D’accordo ma lei sta parlando di “decrescita felice” già teorizzata da Serge Latouche, un messaggio difficile da comunicare alla politica, no?
È qui che si sbaglia. Io propongo di crescere ma in quello in cui abbiamo veramente bisogno, miglior qualità della vita collettiva, tempo, città migliori, la risposta non può essere consumare di più.
Però viviamo in società sempre più competitive, già a scuola impariamo a diventare migliori, andrebbe rivisto tutto il sistema.
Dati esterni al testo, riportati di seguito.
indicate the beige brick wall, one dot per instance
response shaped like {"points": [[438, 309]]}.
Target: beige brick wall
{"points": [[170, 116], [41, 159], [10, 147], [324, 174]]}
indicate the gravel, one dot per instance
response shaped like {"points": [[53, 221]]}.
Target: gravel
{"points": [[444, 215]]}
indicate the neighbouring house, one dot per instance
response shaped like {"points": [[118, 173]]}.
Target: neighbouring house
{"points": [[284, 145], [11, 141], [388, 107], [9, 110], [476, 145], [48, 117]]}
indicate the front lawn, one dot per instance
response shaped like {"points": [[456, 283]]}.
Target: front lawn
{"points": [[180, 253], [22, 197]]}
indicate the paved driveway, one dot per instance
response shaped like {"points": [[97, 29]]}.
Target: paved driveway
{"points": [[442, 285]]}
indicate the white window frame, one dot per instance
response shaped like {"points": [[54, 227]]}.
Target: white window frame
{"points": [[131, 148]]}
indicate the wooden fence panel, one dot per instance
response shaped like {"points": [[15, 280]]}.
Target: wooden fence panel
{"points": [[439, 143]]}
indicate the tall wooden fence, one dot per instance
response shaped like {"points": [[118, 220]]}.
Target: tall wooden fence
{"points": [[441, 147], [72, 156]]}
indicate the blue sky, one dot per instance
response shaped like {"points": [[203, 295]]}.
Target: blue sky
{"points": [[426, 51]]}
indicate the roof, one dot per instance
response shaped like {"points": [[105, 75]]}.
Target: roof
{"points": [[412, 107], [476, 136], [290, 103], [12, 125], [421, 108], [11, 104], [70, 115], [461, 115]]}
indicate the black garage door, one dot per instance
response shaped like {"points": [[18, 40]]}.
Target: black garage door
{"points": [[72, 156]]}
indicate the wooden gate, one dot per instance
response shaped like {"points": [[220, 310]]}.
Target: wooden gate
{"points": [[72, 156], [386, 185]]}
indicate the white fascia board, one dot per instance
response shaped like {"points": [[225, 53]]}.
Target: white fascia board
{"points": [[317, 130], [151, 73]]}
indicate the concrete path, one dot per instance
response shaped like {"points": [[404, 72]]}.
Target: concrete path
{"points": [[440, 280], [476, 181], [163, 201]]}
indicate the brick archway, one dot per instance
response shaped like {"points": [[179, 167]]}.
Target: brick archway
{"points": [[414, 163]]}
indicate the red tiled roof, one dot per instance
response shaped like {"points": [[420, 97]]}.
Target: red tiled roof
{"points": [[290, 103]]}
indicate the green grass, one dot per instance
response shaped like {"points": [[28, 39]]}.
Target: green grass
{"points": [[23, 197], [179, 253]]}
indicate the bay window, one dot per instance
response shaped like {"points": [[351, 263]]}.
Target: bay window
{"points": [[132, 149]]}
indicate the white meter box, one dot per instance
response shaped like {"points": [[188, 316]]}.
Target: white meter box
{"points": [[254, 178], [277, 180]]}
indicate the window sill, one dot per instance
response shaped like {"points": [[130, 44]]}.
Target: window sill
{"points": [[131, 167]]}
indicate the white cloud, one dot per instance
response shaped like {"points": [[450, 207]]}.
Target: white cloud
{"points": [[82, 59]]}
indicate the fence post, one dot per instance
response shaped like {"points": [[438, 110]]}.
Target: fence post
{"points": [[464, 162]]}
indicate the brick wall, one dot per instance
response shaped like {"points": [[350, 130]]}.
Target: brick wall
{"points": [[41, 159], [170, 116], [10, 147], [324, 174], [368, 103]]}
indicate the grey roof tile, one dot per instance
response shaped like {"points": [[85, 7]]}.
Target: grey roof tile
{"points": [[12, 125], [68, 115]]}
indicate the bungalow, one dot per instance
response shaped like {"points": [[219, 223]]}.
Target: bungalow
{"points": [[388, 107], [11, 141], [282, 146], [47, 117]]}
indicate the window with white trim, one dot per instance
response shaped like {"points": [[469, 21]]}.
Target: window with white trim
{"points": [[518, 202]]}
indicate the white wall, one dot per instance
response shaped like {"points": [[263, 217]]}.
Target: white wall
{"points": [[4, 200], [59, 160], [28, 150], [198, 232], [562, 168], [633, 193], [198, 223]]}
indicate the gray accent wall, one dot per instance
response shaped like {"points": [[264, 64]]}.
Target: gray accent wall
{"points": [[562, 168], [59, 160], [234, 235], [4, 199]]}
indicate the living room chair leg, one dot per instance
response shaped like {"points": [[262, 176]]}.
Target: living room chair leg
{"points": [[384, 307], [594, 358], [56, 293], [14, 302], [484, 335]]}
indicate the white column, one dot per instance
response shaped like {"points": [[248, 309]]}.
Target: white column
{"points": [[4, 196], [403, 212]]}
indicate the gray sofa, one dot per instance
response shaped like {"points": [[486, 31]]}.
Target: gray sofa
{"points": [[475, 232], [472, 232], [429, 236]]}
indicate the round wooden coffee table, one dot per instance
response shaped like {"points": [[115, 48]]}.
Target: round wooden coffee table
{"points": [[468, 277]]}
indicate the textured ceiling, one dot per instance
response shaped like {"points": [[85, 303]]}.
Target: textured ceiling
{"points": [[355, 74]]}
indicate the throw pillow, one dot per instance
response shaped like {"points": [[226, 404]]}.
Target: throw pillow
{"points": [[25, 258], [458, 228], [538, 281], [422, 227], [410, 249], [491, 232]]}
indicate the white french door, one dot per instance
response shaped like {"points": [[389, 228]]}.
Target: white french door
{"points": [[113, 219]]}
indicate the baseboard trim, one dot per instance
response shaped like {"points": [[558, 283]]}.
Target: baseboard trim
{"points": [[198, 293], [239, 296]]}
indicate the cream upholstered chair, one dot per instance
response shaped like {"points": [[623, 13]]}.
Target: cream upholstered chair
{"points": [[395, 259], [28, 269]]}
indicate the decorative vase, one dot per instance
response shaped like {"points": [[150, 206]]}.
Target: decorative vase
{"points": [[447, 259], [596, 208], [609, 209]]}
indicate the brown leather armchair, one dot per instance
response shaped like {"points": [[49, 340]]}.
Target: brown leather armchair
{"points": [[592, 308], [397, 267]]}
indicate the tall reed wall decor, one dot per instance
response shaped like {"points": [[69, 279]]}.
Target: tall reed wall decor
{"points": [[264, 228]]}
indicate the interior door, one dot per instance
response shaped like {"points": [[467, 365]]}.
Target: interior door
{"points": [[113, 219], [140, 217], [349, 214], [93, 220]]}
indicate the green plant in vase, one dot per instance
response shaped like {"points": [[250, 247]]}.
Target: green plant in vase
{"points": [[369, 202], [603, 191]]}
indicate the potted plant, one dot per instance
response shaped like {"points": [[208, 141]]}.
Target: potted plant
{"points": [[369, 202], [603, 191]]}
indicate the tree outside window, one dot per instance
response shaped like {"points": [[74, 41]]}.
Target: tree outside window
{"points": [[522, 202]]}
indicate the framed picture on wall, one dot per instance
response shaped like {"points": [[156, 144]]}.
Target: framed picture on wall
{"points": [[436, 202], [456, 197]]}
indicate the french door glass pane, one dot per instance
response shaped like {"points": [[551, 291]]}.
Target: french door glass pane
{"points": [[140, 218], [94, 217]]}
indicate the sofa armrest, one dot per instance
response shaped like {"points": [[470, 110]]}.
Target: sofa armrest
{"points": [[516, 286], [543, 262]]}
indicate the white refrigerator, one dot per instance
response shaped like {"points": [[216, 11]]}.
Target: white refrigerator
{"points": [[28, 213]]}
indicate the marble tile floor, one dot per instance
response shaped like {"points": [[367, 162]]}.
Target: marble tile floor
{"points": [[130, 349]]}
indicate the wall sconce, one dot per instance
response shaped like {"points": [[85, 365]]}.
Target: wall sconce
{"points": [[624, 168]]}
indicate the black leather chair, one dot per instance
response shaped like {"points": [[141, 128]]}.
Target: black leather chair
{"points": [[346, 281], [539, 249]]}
Questo è un grosso problema. Stiamo andando contro la natura che è profondamente sociale e cooperativa. Se abbiamo distrutto i beni communi è perché abbiamo costruito una società basata sulla competizione. Durante il covid abbiamo visto che è possibile collaborare, ci siamo adeguati al distanziamento, ad igienizzarsi le mani, a mettere le mascherine, è possibile invertire la tendenza.
Gli ambientalisti dicono che dobbiamo fare rinunce per lasciare un mondo decente alla prossime generazioni…
È un ragionamento sbagliato. Dobbiamo vivere meglio noi per far vivere meglio le future generazioni. Questo cambia molto il messaggio ecologista e lo rende appetibile politicamente, non parliamo di rinunce ma di lavorare per costruire una società dove si possa vivere meglio.